WORTH A LOOK?: ***
RUNTIME: 165 minutes (including 20-minute interval)
WHEN?: Monday 26 July 2021, booking to Saturday 25 September 2021
The concept of age-blind casting can have undergone no truer test than here with the 82-year-old McKellen playing the titular role of a character often thought to have been aged about 30.
- Read on for reasons including why you shouldn’t choose onstage seating if you see this production in Windsor
We’ve seen both Benedict Cumberbatch‘s and Andrew Scott’s fine Hamlets in recent years and McKellen’s can breathe easily in their company and there rarely can have been an actor who enunciates the lines with such clarity as McKellen does here.
He’s so good in fact that it’s easy to forget the implausibility of the age difference. What a pity then that there is so much going on around him in director Sean Mathias’ vision that seems unnecessarily distracting.

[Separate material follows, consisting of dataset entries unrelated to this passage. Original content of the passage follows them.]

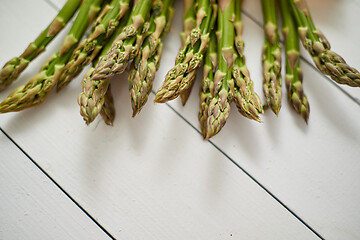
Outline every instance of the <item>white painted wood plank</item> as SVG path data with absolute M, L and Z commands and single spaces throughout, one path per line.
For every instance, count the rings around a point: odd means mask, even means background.
M 255 1 L 246 1 L 250 2 Z M 247 65 L 263 99 L 259 62 L 263 32 L 245 16 L 244 27 Z M 169 42 L 164 52 L 176 54 L 174 45 L 180 46 L 180 41 Z M 343 42 L 347 46 L 346 39 Z M 354 65 L 360 66 L 359 59 Z M 158 77 L 166 71 L 161 68 Z M 286 98 L 280 116 L 268 112 L 263 124 L 241 117 L 232 105 L 228 123 L 213 141 L 326 239 L 359 239 L 360 109 L 306 64 L 303 71 L 311 107 L 308 126 Z M 157 81 L 155 89 L 160 84 Z M 180 101 L 171 102 L 197 128 L 198 88 L 199 84 L 185 108 Z
M 0 132 L 0 239 L 110 239 Z
M 115 237 L 317 239 L 168 107 L 131 119 L 121 99 L 113 128 L 85 127 L 71 95 L 1 126 Z
M 85 126 L 80 78 L 35 109 L 2 115 L 0 126 L 119 239 L 318 239 L 166 105 L 132 119 L 126 78 L 117 80 L 114 127 Z
M 353 67 L 360 69 L 358 38 L 359 31 L 359 0 L 316 0 L 306 1 L 312 13 L 315 25 L 325 34 L 331 43 L 332 50 L 339 53 Z M 244 10 L 253 19 L 263 23 L 260 0 L 244 1 Z M 247 26 L 245 26 L 246 28 Z M 311 56 L 301 48 L 301 55 L 313 63 Z M 303 62 L 302 66 L 306 63 Z M 320 77 L 319 81 L 326 81 Z M 304 81 L 307 81 L 305 78 Z M 357 98 L 360 103 L 360 88 L 340 86 Z

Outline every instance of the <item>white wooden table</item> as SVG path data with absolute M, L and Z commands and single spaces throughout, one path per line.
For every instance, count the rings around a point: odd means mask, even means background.
M 0 65 L 64 2 L 2 0 Z M 359 69 L 360 1 L 308 2 L 333 50 Z M 154 90 L 180 46 L 182 3 L 175 8 Z M 264 100 L 258 1 L 245 1 L 243 20 L 247 65 Z M 221 133 L 203 141 L 198 83 L 185 108 L 153 104 L 151 95 L 133 119 L 126 74 L 113 80 L 113 127 L 100 118 L 84 124 L 81 77 L 36 108 L 0 115 L 0 239 L 360 239 L 360 89 L 333 84 L 302 56 L 308 125 L 284 98 L 279 117 L 267 112 L 263 124 L 233 106 Z

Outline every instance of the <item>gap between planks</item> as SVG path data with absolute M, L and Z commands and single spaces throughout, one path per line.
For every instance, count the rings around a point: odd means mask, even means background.
M 37 162 L 30 157 L 1 127 L 0 131 L 53 183 L 56 187 L 60 189 L 61 192 L 65 194 L 86 216 L 88 216 L 108 237 L 111 239 L 116 239 L 111 235 L 109 231 L 107 231 L 96 219 L 91 216 L 73 197 L 70 196 L 68 192 L 65 191 L 64 188 L 60 186 Z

Jenny Seagrove makes for a reassuring Gertrude in every aspect other than her Scandinavian accent which no-one else in the cast has adopted and makes for a curious solo attempt to geographically locate this prince of Denmark tale.
We’re sitting in onstage seating and can’t make out much of what is happening in the scaffolding above us because of the obscured view and so can make out very little of what Francesca Annis is giving us as the Ghost.
Both Steven Berkoff as Polonius and Emmanuella Cole as Laertes withdrew from the cast and monstagigz favourite Frances Barber (MUSIK, Leicester Square Theatre, and An Ideal Husband, Vaudeville Theatre) brings a sense of humour to what can be the thankless Polonius role and sparks some much-needed laughter in this occasionally misfiring production.
We’ve also seen Lee Knight before (Coming Clean, Trafalgar Studios 2) and his casting as Rosencrantz plays on McKellen’s notion about Hamlet’s bisexuality and love for his longtime friend.
Much has been made about the appearance of an exercise bicycle and one of the most contemplative moments of the play appearing moments ahead of an impending haircut and they underline the notion that it is the confused vision here that is the problem rather than the age-blind nature of the central role.
Interest in the production is such however that we can see it transferring easily to the West End and should it do we’d advise going in with an open mind and avoiding the opportunity to sit on stage with one of this country’s greatest living actors.